David Cameron Conducts Q&A With Workers On the European Referendum
Christopher Furlong—Getty Images Prime Minister David Cameron, pictured leaving a Q&A session on on the forthcoming European Union referendum in Birmingham on April 5, 2016

In a letter to the European Council president in 2013, he said that the solutions for addressing the misuse of companies "may well not be appropriate generally"

As the U.K.’s Prime Minister David Cameron faces questions over an offshore trust set up by his late father, it has emerged that he once argued against applying transparency standards for companies to trusts.

Newspapers in Britain have unearthed a 2013 letter to then European Council President Herman van Rompuy, in which Cameron argued that trusts should, at least for the time being, be treated differently from companies in new European rules designed to increase transparency and crack down on money laundering and tax evasion.

The revelation comes after the Conservative party leader’s office said that neither he nor his family stand to benefit in the future from Blairmore Holdings Inc., an offshore trust set up by Ian Cameron in the 1980s. Details of the trust, which employed people in the Bahamas to act as directors and reportedly never paid tax in the U.K., were revealed in a massive leak of confidential papers from the Panama-based law firm Mossack Fonseca — the so-called Panama Papers — that has produced a number of explosive revelations since journalists began publishing details on Sunday.

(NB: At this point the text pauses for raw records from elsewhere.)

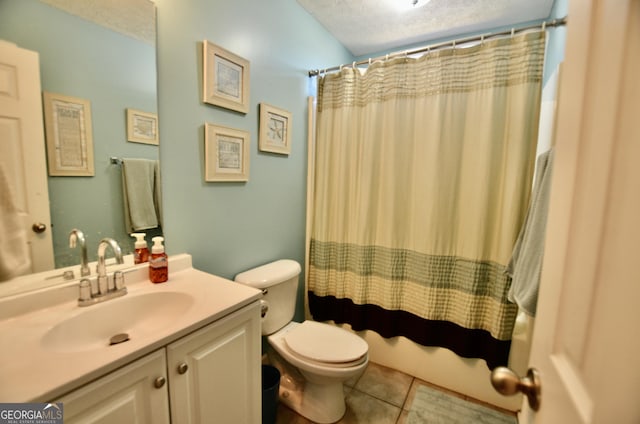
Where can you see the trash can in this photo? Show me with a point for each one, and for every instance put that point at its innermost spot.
(270, 389)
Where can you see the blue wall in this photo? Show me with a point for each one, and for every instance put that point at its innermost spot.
(114, 72)
(230, 227)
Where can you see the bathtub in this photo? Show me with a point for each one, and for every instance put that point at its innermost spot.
(442, 367)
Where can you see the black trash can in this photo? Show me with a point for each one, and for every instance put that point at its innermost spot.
(270, 389)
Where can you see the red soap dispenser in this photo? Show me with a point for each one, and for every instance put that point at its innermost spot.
(158, 262)
(141, 252)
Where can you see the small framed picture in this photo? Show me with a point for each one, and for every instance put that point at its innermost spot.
(69, 135)
(275, 130)
(226, 78)
(226, 153)
(142, 127)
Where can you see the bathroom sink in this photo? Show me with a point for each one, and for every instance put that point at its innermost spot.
(135, 316)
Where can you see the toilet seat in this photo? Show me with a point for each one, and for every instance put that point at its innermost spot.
(326, 345)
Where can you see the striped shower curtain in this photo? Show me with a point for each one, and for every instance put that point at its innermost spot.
(422, 177)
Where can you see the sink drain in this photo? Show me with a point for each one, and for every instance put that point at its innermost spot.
(119, 338)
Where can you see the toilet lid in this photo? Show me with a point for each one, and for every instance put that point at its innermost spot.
(325, 343)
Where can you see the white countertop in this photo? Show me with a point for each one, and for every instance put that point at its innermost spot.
(32, 372)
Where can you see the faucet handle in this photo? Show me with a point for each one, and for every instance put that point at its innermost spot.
(103, 284)
(85, 290)
(118, 278)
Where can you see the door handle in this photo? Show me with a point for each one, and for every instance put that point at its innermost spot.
(508, 383)
(39, 227)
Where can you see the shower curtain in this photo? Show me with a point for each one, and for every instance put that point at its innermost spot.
(422, 177)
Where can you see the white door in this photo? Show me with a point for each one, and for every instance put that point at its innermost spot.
(22, 149)
(586, 341)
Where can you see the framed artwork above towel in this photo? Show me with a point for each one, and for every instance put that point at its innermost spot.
(69, 135)
(275, 130)
(226, 78)
(226, 153)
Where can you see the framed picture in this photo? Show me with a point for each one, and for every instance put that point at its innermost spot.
(226, 153)
(142, 127)
(69, 135)
(275, 130)
(226, 78)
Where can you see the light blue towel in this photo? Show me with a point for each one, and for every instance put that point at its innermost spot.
(528, 252)
(142, 194)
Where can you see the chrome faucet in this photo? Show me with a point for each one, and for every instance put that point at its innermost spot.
(104, 288)
(77, 236)
(101, 268)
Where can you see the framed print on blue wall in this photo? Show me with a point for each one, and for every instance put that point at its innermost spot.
(226, 78)
(275, 130)
(226, 152)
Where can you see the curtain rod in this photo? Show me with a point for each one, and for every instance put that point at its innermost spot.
(552, 23)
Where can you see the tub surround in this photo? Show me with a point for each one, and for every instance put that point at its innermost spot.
(33, 372)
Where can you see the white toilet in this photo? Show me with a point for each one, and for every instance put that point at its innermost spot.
(314, 358)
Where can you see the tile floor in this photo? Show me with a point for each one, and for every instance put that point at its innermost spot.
(380, 395)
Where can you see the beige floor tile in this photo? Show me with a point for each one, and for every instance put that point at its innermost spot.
(404, 416)
(385, 383)
(362, 408)
(417, 383)
(288, 416)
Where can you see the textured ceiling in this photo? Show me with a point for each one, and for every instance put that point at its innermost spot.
(373, 26)
(135, 18)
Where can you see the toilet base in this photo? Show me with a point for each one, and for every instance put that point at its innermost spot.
(321, 403)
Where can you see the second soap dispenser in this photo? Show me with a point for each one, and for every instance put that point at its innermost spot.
(158, 262)
(141, 252)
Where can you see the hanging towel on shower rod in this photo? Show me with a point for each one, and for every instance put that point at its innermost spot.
(142, 191)
(526, 261)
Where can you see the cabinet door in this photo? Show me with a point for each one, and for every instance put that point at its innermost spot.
(215, 372)
(128, 395)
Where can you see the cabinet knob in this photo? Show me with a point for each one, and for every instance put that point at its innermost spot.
(159, 382)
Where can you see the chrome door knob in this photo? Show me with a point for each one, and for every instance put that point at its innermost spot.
(508, 383)
(39, 227)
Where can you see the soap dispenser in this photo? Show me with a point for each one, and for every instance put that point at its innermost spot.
(141, 252)
(158, 262)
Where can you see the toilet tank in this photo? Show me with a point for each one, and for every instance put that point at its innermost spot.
(279, 284)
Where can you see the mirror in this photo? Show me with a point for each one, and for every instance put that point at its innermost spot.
(114, 70)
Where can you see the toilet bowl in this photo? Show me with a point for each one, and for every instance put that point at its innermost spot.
(314, 358)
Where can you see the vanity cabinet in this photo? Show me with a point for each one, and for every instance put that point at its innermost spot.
(127, 395)
(215, 373)
(212, 375)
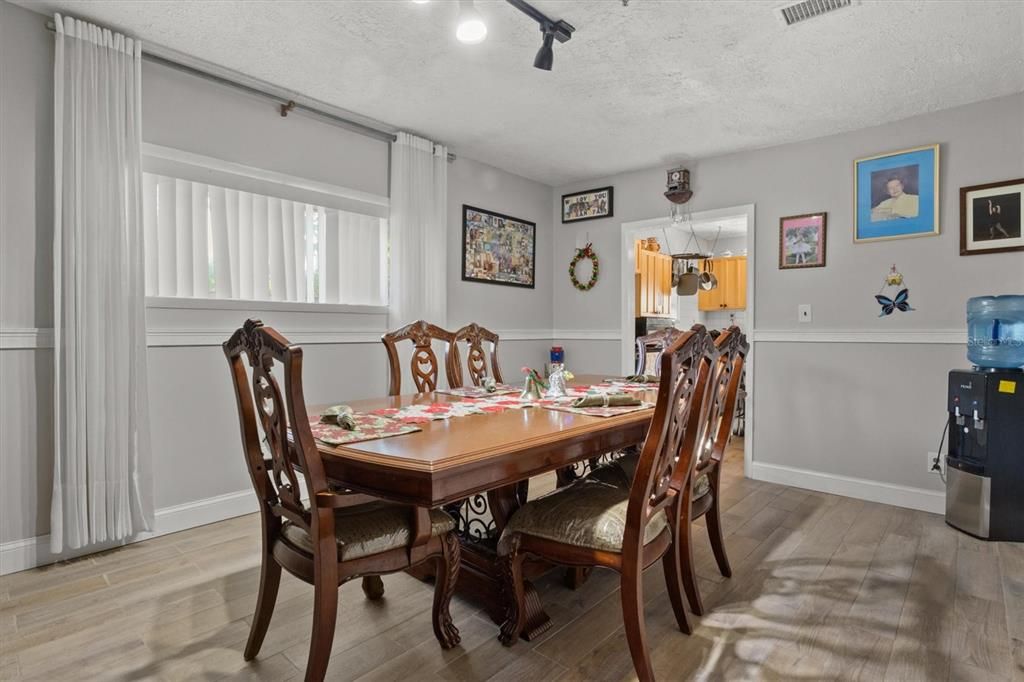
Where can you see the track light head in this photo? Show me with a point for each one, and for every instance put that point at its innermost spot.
(546, 55)
(471, 29)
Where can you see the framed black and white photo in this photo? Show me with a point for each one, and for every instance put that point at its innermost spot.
(498, 248)
(588, 205)
(990, 217)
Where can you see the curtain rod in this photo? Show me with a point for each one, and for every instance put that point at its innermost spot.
(287, 101)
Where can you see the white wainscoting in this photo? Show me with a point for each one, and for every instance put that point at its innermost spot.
(872, 491)
(32, 552)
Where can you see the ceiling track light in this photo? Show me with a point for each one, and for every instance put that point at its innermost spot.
(471, 29)
(552, 30)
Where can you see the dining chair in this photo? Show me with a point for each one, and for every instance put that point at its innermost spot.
(724, 380)
(424, 365)
(591, 522)
(480, 343)
(323, 542)
(650, 346)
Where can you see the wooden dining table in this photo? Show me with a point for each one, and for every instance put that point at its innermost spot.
(483, 457)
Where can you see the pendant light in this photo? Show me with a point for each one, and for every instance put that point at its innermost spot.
(471, 29)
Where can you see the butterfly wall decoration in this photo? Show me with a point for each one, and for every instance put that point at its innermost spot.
(900, 301)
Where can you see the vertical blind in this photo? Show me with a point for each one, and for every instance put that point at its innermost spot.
(204, 241)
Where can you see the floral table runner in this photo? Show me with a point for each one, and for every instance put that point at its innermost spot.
(368, 427)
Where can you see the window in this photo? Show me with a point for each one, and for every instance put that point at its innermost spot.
(211, 241)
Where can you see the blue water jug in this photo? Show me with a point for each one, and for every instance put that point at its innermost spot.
(995, 331)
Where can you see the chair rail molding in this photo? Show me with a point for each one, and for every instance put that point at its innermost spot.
(925, 336)
(860, 488)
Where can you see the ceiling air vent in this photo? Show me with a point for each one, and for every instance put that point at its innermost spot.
(801, 11)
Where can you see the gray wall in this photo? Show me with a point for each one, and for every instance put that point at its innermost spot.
(867, 411)
(195, 429)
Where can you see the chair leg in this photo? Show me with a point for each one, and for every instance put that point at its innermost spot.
(713, 519)
(325, 615)
(513, 592)
(373, 587)
(686, 564)
(446, 576)
(674, 585)
(269, 580)
(632, 597)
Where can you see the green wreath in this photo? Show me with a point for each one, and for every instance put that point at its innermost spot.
(586, 252)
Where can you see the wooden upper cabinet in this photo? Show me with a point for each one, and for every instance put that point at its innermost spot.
(731, 291)
(653, 283)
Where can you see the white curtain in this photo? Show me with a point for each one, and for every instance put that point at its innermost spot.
(418, 228)
(208, 241)
(102, 485)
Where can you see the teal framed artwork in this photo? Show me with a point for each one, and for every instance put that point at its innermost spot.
(896, 195)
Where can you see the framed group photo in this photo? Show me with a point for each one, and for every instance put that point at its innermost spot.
(896, 195)
(498, 248)
(588, 205)
(990, 217)
(802, 241)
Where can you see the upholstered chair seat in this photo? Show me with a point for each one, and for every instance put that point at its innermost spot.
(370, 528)
(620, 473)
(588, 513)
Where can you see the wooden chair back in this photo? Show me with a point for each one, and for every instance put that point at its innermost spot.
(479, 343)
(731, 347)
(265, 415)
(667, 455)
(424, 365)
(654, 344)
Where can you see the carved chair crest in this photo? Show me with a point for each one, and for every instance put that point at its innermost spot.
(476, 356)
(424, 367)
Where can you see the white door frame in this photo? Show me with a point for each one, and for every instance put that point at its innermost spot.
(630, 231)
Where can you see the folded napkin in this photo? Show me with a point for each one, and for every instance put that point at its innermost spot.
(340, 415)
(607, 400)
(643, 378)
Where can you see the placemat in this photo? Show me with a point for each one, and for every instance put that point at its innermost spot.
(479, 391)
(368, 427)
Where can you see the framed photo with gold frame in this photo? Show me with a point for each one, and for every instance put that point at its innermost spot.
(990, 217)
(896, 195)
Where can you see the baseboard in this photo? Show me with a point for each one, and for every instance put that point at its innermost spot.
(871, 491)
(33, 552)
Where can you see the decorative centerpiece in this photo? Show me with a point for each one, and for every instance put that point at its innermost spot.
(532, 385)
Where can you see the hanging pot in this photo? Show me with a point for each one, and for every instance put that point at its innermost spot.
(708, 279)
(688, 282)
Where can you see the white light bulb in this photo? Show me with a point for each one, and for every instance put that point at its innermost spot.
(471, 29)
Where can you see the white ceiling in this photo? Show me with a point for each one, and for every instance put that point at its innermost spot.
(654, 82)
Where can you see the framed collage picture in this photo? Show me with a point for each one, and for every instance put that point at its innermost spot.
(896, 195)
(802, 241)
(588, 205)
(498, 248)
(990, 217)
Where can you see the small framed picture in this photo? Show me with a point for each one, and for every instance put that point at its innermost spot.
(802, 241)
(497, 248)
(896, 195)
(990, 217)
(588, 205)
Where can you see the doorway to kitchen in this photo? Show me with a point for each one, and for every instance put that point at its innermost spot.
(715, 288)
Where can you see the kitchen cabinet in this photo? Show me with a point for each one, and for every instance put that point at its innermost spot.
(731, 291)
(652, 283)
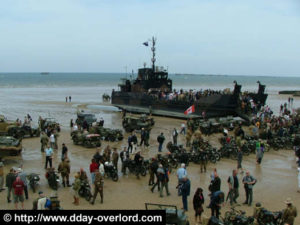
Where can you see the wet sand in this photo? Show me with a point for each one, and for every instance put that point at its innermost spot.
(277, 176)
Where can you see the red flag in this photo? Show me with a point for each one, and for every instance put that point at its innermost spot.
(190, 110)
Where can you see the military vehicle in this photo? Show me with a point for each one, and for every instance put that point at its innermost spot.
(86, 140)
(131, 123)
(148, 93)
(107, 134)
(10, 146)
(49, 122)
(89, 118)
(173, 215)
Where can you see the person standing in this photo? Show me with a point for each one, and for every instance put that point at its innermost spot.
(163, 179)
(64, 152)
(233, 183)
(10, 179)
(248, 182)
(93, 167)
(239, 160)
(1, 176)
(98, 187)
(76, 187)
(160, 139)
(52, 140)
(18, 186)
(181, 173)
(115, 157)
(124, 155)
(185, 192)
(64, 169)
(49, 154)
(215, 184)
(289, 213)
(198, 201)
(23, 176)
(216, 202)
(44, 141)
(143, 137)
(259, 152)
(175, 135)
(182, 129)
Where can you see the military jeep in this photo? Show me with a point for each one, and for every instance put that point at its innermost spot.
(173, 215)
(49, 122)
(89, 118)
(7, 127)
(10, 146)
(107, 134)
(131, 123)
(86, 140)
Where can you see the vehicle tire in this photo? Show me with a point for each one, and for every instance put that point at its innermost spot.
(115, 176)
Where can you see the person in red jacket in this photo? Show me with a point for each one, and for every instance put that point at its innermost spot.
(18, 186)
(93, 166)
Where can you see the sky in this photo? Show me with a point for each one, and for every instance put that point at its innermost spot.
(233, 37)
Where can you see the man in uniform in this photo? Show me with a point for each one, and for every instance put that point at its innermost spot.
(188, 137)
(44, 141)
(289, 213)
(64, 170)
(98, 186)
(10, 178)
(124, 155)
(115, 157)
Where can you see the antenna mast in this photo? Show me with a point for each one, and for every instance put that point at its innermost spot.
(153, 53)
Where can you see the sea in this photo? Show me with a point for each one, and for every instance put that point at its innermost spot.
(44, 95)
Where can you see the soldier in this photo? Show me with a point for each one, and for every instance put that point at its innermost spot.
(115, 157)
(124, 155)
(98, 186)
(289, 213)
(143, 137)
(188, 137)
(203, 160)
(76, 187)
(44, 141)
(64, 170)
(160, 140)
(198, 135)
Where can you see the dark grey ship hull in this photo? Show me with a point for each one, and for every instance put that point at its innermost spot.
(214, 106)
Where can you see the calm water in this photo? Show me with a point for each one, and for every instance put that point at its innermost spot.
(20, 92)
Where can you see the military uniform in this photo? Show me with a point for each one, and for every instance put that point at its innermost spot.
(115, 157)
(98, 187)
(64, 170)
(289, 215)
(44, 142)
(188, 137)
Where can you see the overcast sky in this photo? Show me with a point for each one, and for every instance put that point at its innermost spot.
(237, 37)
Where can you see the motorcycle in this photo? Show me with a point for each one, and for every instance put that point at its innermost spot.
(85, 190)
(111, 171)
(33, 181)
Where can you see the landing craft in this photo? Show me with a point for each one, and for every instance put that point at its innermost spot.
(151, 92)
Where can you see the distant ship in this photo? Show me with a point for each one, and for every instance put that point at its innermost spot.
(147, 94)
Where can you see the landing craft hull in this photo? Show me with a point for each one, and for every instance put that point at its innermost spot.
(214, 106)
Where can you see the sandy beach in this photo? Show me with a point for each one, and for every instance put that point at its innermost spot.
(277, 175)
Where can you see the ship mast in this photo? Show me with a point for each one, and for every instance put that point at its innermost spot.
(153, 53)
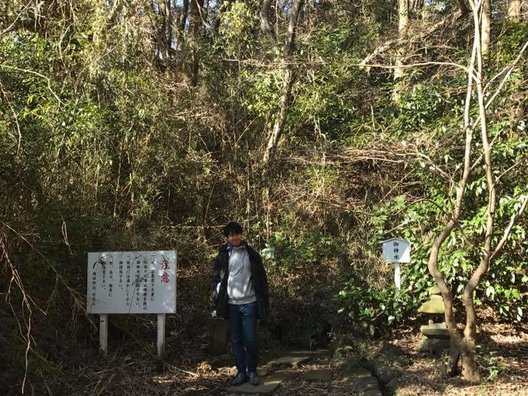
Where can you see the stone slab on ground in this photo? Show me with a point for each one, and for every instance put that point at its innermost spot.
(267, 384)
(318, 375)
(313, 352)
(292, 361)
(362, 382)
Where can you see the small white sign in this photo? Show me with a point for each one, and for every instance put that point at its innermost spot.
(131, 282)
(396, 250)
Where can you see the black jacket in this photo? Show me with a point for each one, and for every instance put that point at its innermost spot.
(258, 279)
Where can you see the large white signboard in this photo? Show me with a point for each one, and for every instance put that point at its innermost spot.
(131, 282)
(396, 250)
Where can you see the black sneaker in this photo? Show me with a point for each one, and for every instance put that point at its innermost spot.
(253, 378)
(239, 379)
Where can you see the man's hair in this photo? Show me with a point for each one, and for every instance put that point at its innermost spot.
(232, 228)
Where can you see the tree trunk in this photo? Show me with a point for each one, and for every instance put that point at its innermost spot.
(403, 25)
(265, 24)
(168, 29)
(288, 80)
(485, 32)
(459, 347)
(195, 23)
(514, 10)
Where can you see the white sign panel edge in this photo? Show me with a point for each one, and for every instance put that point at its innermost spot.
(131, 282)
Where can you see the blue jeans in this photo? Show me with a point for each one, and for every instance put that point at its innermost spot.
(243, 331)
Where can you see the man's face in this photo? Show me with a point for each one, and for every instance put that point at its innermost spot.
(235, 239)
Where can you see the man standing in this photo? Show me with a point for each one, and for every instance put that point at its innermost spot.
(240, 293)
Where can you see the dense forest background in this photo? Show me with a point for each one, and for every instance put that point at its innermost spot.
(322, 126)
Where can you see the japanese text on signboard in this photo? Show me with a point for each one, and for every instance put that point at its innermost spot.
(131, 282)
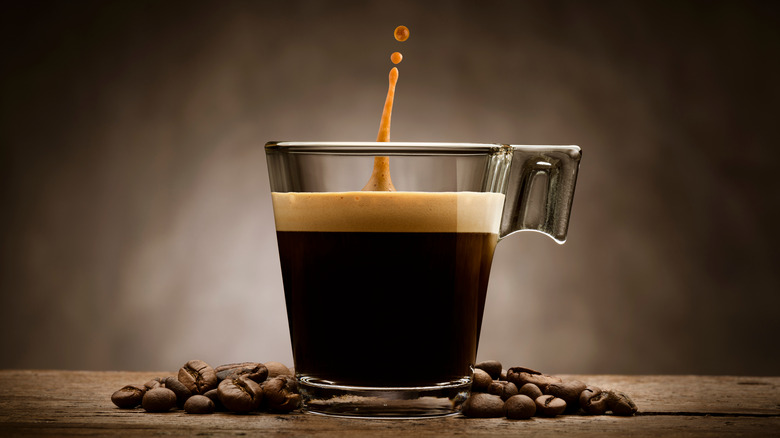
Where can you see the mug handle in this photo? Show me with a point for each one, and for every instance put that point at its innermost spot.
(540, 190)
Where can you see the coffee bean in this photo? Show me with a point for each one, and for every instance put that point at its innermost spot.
(154, 383)
(593, 401)
(276, 369)
(128, 396)
(240, 394)
(519, 407)
(257, 372)
(530, 390)
(213, 394)
(568, 390)
(550, 406)
(281, 394)
(520, 376)
(496, 388)
(198, 376)
(178, 388)
(502, 389)
(621, 404)
(481, 405)
(492, 367)
(159, 400)
(199, 404)
(480, 381)
(223, 371)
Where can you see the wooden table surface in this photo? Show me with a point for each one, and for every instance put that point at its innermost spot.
(59, 403)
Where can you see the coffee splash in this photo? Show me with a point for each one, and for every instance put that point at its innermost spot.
(380, 176)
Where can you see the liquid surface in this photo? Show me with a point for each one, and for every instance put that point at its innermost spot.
(462, 212)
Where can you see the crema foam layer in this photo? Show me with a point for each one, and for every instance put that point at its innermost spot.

While signalling a willingness to look “properly at the arguments around trusts” and, declaring that the E.U. should continue to support tax information exchange agreements as a means of preventing their misuse, Cameron, in his letter to van Rompuy, added: “It is clearly important we recognize the important differences between companies and trusts. This means that the solution for addressing the potential misuse of companies – such as central public registries – may well not be appropriate generally.”

According to the Financial Times, Britain successfully argued that trusts were sometimes used to protect the privacy of vulnerable people like children, and that some beneficiaries might not even be aware that they stood to gain from a trust in the future. However, a U.K. government official told the FT that in the final directive adopted in 2015 “trusts which generate tax consequences” had to disclose their ownership to U.K. taxation authorities.